But Eggbear only prompted him: ‘And what revolver, Toby? How'd he get hold of that?'

‘Oh, it was Major Maxwell's,' said Toby. ‘When I left he probably realized that he'd not much chance of coming through. So he borrowed it while the major was picking up seed catalogues in Wallaford.'

‘But look here, Dyke,' said Whitear, ‘that call you put through to him from The Laurels—what the devil d'you think you were up to, doing a thing like that? You were warning him. It was a gross interference with the course of the law!'

‘My dear man,' said Toby wearily, ‘the law got him. The law of his own nature. There's no other that could have touched him.'

‘And so, Mr Poppenheimer,' said Mrs Milne, meeting George in the road near her home a couple of days later, ‘your friend has done quite nicely out of the newspapers after all.'

George was scrambling out of the ditch where he had discovered a couple of primroses.
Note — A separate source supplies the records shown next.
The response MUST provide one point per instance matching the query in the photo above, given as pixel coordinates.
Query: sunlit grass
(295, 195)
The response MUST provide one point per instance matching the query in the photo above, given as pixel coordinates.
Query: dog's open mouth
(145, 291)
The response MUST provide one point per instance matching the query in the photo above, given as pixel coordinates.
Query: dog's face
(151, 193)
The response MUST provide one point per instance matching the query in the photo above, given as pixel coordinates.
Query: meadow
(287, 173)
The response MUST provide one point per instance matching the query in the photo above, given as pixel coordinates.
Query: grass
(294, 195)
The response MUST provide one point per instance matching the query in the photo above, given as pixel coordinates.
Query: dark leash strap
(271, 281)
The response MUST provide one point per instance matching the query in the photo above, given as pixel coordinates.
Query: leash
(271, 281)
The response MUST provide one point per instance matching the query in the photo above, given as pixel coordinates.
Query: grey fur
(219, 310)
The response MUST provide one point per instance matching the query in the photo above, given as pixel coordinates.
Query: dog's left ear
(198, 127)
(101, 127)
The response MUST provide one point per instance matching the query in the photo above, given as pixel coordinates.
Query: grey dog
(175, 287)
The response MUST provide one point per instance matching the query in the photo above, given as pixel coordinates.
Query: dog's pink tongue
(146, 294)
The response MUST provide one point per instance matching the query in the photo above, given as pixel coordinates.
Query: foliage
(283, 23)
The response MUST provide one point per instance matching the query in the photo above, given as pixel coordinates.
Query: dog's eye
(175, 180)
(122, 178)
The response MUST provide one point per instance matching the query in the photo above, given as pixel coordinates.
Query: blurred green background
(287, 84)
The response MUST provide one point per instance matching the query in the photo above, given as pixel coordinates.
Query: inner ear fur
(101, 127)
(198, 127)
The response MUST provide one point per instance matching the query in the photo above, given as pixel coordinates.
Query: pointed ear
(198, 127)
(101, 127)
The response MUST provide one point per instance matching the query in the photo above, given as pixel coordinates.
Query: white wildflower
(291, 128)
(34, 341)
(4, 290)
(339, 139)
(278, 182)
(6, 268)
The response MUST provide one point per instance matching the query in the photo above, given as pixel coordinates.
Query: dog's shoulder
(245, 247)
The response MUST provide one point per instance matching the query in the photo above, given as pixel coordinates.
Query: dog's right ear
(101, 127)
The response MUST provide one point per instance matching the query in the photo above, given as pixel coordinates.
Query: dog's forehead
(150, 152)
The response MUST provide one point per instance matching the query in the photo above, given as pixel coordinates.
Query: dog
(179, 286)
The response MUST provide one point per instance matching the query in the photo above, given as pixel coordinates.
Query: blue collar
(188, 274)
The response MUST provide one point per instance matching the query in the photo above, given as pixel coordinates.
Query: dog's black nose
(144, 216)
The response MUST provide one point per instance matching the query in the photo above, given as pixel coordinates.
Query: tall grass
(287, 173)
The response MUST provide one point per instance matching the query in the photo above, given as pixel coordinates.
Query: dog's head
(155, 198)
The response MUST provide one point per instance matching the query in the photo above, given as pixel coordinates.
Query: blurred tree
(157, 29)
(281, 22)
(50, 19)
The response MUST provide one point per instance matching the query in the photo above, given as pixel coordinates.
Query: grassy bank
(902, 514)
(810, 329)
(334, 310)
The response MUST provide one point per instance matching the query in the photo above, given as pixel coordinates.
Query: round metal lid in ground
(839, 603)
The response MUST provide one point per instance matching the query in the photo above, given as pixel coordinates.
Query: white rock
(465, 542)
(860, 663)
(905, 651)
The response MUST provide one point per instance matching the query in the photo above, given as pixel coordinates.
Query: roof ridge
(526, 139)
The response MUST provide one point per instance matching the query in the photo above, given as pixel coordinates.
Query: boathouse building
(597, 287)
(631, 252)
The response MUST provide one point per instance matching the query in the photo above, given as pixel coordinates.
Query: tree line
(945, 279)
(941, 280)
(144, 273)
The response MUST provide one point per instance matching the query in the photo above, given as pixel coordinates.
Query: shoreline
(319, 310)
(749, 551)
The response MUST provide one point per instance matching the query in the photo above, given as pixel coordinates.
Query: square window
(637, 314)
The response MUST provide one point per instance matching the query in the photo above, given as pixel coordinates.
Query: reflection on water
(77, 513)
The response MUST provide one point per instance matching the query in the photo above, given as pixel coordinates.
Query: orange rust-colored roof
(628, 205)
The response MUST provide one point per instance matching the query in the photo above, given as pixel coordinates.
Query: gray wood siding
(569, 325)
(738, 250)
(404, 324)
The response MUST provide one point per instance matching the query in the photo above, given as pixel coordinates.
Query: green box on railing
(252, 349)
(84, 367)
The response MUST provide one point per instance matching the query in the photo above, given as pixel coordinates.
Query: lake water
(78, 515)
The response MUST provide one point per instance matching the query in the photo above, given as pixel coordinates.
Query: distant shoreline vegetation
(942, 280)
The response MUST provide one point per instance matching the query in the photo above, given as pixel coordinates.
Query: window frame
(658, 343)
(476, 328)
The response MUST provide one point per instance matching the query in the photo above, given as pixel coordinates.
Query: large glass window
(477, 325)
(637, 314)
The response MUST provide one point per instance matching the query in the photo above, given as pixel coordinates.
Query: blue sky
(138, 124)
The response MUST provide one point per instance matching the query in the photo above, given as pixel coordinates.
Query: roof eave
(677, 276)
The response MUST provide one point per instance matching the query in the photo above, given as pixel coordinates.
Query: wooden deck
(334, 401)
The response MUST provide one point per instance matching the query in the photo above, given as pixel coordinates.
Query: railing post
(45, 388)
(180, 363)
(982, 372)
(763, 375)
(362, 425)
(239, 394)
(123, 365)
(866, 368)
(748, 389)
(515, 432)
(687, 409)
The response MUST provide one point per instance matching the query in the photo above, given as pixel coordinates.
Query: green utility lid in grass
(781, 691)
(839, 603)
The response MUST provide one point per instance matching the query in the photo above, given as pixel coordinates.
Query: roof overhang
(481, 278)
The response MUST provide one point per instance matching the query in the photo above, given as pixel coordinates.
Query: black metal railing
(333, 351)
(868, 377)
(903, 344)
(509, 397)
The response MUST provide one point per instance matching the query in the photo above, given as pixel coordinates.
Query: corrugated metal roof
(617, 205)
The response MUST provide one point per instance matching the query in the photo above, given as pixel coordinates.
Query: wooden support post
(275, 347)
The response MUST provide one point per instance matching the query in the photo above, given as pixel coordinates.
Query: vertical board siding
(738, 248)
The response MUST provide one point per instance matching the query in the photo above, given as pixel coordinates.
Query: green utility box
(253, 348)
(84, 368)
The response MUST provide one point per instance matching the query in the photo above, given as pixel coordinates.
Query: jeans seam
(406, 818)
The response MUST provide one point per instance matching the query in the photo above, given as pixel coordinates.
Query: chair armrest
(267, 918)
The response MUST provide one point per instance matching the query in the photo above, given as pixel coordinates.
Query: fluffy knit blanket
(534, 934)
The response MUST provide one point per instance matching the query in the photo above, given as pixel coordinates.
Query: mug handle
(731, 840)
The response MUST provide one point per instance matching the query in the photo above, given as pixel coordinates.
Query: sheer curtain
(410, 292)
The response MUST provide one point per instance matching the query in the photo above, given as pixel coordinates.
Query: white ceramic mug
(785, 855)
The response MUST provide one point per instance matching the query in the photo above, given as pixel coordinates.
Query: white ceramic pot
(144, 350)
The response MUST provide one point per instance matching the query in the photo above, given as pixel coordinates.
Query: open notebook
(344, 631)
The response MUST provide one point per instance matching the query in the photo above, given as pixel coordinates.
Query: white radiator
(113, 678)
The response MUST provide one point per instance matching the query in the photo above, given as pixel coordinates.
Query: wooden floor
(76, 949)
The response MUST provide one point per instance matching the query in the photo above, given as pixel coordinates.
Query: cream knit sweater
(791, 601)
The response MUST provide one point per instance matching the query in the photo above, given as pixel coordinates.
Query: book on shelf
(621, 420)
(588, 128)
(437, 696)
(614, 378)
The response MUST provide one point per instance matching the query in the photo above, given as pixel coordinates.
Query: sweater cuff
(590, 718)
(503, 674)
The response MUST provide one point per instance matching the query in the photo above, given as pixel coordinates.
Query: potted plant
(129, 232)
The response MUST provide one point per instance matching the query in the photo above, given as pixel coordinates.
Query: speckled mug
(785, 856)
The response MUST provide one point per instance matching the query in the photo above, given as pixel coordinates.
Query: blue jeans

The thaw, as Sergeant Eggbear had prophesied, had come; the sergeant's garden was fragrant with huge violets. In the ditches, too, a few primroses were hurrying to greet the West Country warmth.

George stood pinning the two he had found into the side of his cap.

‘That's so,' he said.

‘And the fee he asked me was hardly—small,' said Mrs Milne.

‘Oh, well, it's always nice when you make something out of a holiday,' said George, ‘ain't it?' He set the cap, gay as the promise of spring, on the side of his head. ‘And at least he found out who was writing those letters, just like you wanted.'

‘Oh, I'm grateful,' she answered.

‘So you ought to be,' said George, ‘because, mind you, if Toby was a bit different …'

When he paused she asked him: ‘What d'you mean?'

‘Well, ma'am,' said George, turning and walking beside her towards her gate, ‘I've known Toby a long time. He's one of the best chaps in the world. I'd back him in anything—that didn't involve judgment.'

She laughed. ‘But I don't understand. He's a very intelligent, really quite a brilliant man. It's lucky for me that he is.'

‘It's lucky for you,' said George, ‘that he's just as brilliant and intelligent as he is, and not a ha'porth more. But take it from me, he follows that big nose of his a lot too fast. Now take the matter of the third letter and the blunder in it—'

‘He told me all about that,' she said quickly. ‘I saw the point. It really was a very bad blunder of Adrian's, letting it appear that he'd talked to Henry.'

‘A blunder?' said George. ‘I should say it
was
a blunder. Such a blunder that I says to myself: would a cute young chap like Laws ever make a mistake of that kind? Then I says to myself: and who benefits by this so-called blunder of his, eh? And I answers: our Mrs Milne. Because even if it gives away that she's Mrs Rhymer, she's slick enough to know we're going to find that out anyway. Then I says: and who was it grinned all over her face when young Laws wouldn't back up her story about his being the man she was expecting? And I answers: Mrs Milne, and I reckon she was grinning because she was glad to know for certain sure at last it was Laws who was trying to do her down. He gave himself away, you see, when he wouldn't back up her perfectly true story. And who's clever enough to use that bit of fancy type to make us sure the letter was from young Laws, and to throw that wire into the top layer of ashes where we'd be sure to find it? And again the answer is—'

‘Mrs Milne. So I wrote that letter about myself, did I?'

They had reached the gate. Each was leaning an elbow upon it.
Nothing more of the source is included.